European Parliament opts for a ban on disposable plastic


A overwhelmingly large majority of MP’s the European Parliament have voted for a ban on the use of disposable plastic. Plastic straws, cotton swabs and plastic cutlery should therefore be banned from 2021 onwards. In addition, there are other measures to be introduced. For example, the plastic cap of a bottle must always stick to the bottle. The new rules should more than halve the waste mountain of the ten largest polluters and make oceans cleaner.

Disposable plastic such as plates, cutlery, stirrers and cotton swabs make up more than 70 percent of the marine litter. That is why Europe wants to put an end to its use.

The European Parliament therefore expressed itself massively for such a ban. 571 MPs supported the European Commission proposal, 53 MPs voted against it. 34 abstained.

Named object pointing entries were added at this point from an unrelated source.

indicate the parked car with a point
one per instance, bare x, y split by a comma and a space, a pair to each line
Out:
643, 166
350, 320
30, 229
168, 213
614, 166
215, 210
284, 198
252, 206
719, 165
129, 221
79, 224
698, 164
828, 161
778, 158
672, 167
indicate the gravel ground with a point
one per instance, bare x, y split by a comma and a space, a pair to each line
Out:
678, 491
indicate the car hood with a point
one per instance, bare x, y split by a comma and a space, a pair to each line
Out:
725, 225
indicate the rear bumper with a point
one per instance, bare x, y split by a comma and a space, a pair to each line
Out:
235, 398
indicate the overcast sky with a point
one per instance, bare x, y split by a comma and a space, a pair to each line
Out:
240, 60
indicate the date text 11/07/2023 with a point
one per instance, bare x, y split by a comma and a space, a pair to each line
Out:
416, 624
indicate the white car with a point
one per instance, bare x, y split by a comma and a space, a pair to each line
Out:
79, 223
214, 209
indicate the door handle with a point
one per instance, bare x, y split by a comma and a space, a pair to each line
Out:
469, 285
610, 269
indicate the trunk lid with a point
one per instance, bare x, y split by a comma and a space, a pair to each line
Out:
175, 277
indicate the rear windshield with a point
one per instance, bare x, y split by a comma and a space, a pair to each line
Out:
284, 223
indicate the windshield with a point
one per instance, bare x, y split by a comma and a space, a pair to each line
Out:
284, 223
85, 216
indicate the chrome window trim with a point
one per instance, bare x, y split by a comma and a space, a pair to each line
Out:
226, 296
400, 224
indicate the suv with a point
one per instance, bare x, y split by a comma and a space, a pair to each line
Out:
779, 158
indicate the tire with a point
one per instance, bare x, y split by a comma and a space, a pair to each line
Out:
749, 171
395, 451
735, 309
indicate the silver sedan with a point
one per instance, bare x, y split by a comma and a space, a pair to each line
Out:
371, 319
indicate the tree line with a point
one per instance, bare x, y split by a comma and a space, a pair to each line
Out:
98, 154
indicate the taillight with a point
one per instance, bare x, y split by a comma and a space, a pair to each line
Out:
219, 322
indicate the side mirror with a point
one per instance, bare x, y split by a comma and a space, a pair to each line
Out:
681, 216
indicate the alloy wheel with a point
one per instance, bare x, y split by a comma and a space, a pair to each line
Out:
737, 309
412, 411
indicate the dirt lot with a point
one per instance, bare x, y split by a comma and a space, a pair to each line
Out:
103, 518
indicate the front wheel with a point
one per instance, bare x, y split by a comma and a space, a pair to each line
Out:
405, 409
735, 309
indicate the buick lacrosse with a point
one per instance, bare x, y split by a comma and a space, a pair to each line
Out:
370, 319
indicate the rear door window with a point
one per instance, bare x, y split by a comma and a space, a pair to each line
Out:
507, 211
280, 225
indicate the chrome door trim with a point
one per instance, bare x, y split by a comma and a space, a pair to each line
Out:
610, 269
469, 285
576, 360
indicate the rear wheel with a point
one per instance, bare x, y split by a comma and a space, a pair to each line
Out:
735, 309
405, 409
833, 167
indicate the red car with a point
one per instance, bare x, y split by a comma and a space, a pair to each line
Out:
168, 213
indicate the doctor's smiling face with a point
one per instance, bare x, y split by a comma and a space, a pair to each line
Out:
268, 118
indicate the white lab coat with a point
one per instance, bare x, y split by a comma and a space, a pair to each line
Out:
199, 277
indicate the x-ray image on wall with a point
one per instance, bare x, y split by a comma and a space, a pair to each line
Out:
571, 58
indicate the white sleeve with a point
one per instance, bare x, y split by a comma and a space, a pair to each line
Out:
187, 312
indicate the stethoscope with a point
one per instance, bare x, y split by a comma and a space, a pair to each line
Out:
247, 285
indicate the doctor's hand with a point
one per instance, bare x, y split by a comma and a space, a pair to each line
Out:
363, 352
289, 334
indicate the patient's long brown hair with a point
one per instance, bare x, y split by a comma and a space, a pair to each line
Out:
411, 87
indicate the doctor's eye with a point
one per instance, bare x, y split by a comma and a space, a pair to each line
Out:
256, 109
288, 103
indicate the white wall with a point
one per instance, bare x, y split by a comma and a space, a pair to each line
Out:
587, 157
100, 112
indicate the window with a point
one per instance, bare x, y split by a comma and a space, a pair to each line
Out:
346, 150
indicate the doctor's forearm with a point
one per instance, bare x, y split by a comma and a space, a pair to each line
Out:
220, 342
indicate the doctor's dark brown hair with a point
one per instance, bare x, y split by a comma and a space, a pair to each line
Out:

The ban has not yet been definitively implemented. The European Parliament should now negotiate with the European Member States. For the parliament these negotiations will be led by the Belgian Frédérique Ries.

Plastic pollution on the beaches

How do you know exactly what is the most polluting? Very simple: go and look at the beaches. You soon see that 80 to 85 percent of the waste (at least in Europe) is plastic. According to a global calculation, the cleaning of the European economy costs between 259 and 695 million euros each year. Even worse, for example, a plastic bag is only used for an average of 15 minutes, but it can take up to 1,000 years to break down.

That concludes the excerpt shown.